Director: Manjari Makijani
Cast: Rachel Saanchita Gupta, Amy Maghera, Jonathan Readwin, Waheeda Rehman
There have been films on sports, more importantly on women players – Chak De India, Dangal, Saina and Mary Kom, for instance. So, Netflix’s latest outing, Manjari Makijani’s Skater Girl set in a remote Rajasthan village loses a bit of sheen on this count. But where it scores is the way it highlights how an absolutely new sport like skateboarding arrives there and the mesmeric manner in which it captures the imagination of children, who think of novel methods to build a skateboard. And it seems just about brilliant when a teenage girl, Prerna (Rachel Saanchita Gupta), pushed by her desire to speed along mud roads, takes to this game and turns it into a way of life and also a point of dissent and defiance. It may appear a little exaggerated when she runs away from her own marriage to take part in a competition. But well, an important prerequisite for watching a movie may be suspension of disbelief. Or, so it would appear.
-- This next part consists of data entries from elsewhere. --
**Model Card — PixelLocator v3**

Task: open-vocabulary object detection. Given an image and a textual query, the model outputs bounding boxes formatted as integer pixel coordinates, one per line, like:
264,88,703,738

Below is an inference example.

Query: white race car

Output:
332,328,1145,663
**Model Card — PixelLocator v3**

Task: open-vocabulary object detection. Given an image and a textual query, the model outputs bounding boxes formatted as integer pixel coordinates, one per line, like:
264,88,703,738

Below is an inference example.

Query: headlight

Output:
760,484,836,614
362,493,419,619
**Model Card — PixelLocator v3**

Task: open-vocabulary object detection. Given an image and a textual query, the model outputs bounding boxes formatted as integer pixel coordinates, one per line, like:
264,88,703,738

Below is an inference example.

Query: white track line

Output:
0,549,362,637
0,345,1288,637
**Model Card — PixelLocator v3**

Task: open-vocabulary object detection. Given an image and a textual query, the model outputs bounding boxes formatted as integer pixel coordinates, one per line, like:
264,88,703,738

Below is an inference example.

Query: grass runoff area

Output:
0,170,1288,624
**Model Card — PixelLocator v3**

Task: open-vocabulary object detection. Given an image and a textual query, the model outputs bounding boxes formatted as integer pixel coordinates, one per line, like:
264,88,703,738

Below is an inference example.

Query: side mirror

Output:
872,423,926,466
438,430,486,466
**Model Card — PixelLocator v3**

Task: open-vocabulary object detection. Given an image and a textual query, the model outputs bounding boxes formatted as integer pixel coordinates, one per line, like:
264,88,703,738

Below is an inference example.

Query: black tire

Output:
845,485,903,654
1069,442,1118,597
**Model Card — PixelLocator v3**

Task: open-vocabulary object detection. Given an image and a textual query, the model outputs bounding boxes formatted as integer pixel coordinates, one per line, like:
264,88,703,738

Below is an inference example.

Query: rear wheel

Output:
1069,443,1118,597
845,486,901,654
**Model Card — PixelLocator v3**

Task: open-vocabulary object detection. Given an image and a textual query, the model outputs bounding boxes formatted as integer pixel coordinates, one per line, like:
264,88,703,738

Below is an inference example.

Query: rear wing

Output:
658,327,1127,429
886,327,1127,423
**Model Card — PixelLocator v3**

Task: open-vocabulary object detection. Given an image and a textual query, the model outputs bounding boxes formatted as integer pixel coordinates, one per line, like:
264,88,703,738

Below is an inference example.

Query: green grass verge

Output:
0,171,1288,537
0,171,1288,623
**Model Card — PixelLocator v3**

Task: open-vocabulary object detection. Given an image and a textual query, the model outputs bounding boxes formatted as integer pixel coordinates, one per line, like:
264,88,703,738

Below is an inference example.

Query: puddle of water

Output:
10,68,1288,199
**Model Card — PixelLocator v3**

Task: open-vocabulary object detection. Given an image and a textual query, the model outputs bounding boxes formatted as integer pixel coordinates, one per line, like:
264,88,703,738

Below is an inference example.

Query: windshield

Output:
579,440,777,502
The script written by Makijani and her sister, Vinati Makijani, allows a few diversions on the skateboarding route, like how women are still considered “unclean” when they are menstruating and how men feel it is demeaning to allow their wives, sisters and daughters to work outside home, however grinding their poverty may be. But, in a classic case of male hypocrisy, Prerna’s father while talking big about how his daughter should not indulge in any sporting activity, lets her sell peanuts in the market!
The story veers towards Londoner Jessica (Amy Maghera) after she in arrives in the village to learn about her father’s early life. When she sees Prerna using a rough kind of skateboard, Jessica and her boyfriend, Erick (Jonathan Readwin), begin encouraging the teenager and other village children – who all end up creating a ruckus with their sport. There is disharmony in the village, and the men feel perturbed at the idea of women taking to their wheels, so to say, and toppling the patriarchal applecart.
Makijani actually built a set resembling a skateboarding ring in the village to shoot her film. The ring now offers free services to all those children enamoured of skateboarding. So, in this way her work would be remembered long after the the movie has faded from public memory. (We still remember the Mouth of Truth in Roman Holiday into which Audrey Hepburn pushes her hand! Do we not, and the movie opened in 1953, and the two stars, Gregory Peck and Audrey Hepburn are long dead.)
Makijani’s gesture is invaluable, and she does manage to give us a simple story of a simple girl – played with admirable ease by Gupta – who dreams of flying and does this in a delightfully charming manner. There are a few rough edges in the technical department, but if you ignore these, the work will strike a chord with you.